Huang Renhao, Xue Hao, Pagnucco Maurice, Salim Flora D, Song Yang
IEEE Trans Neural Netw Learn Syst. 2025 Aug;36(8):13691-13708. doi: 10.1109/TNNLS.2025.3550350.
Vision-based trajectory prediction is an important task that supports safe and intelligent behaviors in autonomous systems. Many advanced approaches have been proposed over the years with improved spatial and temporal feature extraction. However, human behavior is naturally diverse and uncertain. Given the past trajectory and surrounding environment information, an agent can have multiple plausible trajectories in the future. To tackle this problem, an essential task named multi-future trajectory prediction (MTP) has recently been studied. This task aims to generate a diverse, acceptable, and explainable distribution of future predictions for each agent. In this article, we present the first survey for MTP with our unique taxonomies and a comprehensive analysis of frameworks, datasets, and evaluation metrics. We also compare models on existing MTP datasets and conduct experiments on the ForkingPath dataset. Finally, we discuss multiple future directions that can help researchers develop novel MTP systems and other diverse learning tasks similar to MTP.

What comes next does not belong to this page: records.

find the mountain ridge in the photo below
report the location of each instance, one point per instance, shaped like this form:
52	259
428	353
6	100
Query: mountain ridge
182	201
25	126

基于视觉的轨迹预测是一项重要任务,它支持自主系统中的安全和智能行为。多年来,人们提出了许多先进方法,改进了空间和时间特征提取。然而,人类行为天然具有多样性和不确定性。给定过去的轨迹和周围环境信息,智能体在未来可能有多个合理的轨迹。为了解决这个问题,最近人们研究了一项名为多未来轨迹预测(MTP)的重要任务。这项任务旨在为每个智能体生成一个多样、可接受且可解释的未来预测分布。在本文中,我们首次对MTP进行了调查,提出了独特的分类法,并对框架、数据集和评估指标进行了全面分析。我们还在现有的MTP数据集上比较了模型,并在ForkingPath数据集上进行了实验。最后,我们讨论了多个未来方向,这些方向可以帮助研究人员开发新颖的MTP系统以及其他类似于MTP的多样学习任务。